TC Media - Archives Claude Marcotte, vice-président de Carbonleo, lors de l'annonce du projet Royalmount.

Le vice-président de l’entreprise immobilière Carbonleo, Claude Marcotte, a finalement plaidé coupable à deux constats d’infraction pour des activités de lobbyisme illégal concernant le projet commercial Royalmount .

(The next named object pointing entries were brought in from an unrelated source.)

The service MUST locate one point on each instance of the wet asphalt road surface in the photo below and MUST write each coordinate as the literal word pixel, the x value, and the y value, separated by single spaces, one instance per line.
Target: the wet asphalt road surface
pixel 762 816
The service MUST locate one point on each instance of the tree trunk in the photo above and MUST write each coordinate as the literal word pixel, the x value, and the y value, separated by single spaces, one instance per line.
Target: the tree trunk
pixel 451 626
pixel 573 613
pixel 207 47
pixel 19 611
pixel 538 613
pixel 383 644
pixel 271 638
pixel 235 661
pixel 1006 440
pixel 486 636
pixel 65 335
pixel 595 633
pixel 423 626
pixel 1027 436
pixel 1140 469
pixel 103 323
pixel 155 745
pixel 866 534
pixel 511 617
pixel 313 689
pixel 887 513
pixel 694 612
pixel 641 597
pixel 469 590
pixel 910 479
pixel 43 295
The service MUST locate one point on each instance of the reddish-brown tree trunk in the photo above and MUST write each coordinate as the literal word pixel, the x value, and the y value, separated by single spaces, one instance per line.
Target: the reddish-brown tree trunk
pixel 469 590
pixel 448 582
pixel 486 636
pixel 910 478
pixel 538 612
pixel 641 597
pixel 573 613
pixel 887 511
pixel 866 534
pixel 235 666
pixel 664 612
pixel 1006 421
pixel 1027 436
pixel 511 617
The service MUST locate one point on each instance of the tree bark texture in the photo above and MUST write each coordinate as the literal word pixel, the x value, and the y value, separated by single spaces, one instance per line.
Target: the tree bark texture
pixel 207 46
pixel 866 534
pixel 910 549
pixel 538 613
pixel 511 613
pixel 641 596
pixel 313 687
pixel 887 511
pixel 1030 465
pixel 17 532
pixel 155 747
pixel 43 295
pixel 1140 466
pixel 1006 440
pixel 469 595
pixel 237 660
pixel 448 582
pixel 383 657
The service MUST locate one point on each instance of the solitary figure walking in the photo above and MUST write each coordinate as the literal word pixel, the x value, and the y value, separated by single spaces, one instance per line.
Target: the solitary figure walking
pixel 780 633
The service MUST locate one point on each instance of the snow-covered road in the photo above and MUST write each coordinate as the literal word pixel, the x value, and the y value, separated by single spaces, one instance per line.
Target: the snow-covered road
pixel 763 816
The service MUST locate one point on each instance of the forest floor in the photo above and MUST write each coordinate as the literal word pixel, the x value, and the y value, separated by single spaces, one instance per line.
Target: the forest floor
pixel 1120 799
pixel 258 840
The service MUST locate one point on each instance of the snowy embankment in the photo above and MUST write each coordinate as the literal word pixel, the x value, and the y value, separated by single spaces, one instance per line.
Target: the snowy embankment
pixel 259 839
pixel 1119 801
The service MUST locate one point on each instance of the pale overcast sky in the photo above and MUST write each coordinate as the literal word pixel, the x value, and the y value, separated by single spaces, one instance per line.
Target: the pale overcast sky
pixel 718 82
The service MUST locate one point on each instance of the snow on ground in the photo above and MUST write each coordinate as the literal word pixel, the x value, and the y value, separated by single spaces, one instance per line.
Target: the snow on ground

Il devra payer une amende de 1000$ en vertu de l’article 25 de la Loi sur la transparence et l’éthique en matière de lobbyisme. Chacun des constats d’infraction représente un montant de 500$.

M. Marcotte ne s’était pas inscrit au registre des lobbyistes dans un délai de 60 jours, comme prévu à la loi, lorsqu’il a commencé ses représentations auprès de la Ville de Mont-Royal en 2014. L’inscription a été faite l’année suivante.

«Il s’est inscrit beaucoup trop tard par rapport au mandat qui a été décrit. La population n’a pas été informée au moment opportun», explique le porte-parole du Commissaire aux lobbyistes du Québec, Daniel Labonté.

La première inscription de M. Marcotte, expliquant ses activités de lobbyisme auprès de la Ville de Mont-Royal, a été déposée en janvier 2015. Celle-ci indiquait toutefois que les représentations couvraient la période de janvier 2014 à décembre 2015.

Erreur administrative

L’homme d’affaires avait d’abord plaidé non coupable aux deux constats d’infractions en 2015. À l’époque, Carbonleo assurait être inscrite au registre pour la période au cours de laquelle il a exercé ses activités de lobbyisme auprès de VMR et plaidait une erreur d’interprétation ou technique.

Marcotte a finalement enregistré un plaidoyer de culpabilité le 18 novembre.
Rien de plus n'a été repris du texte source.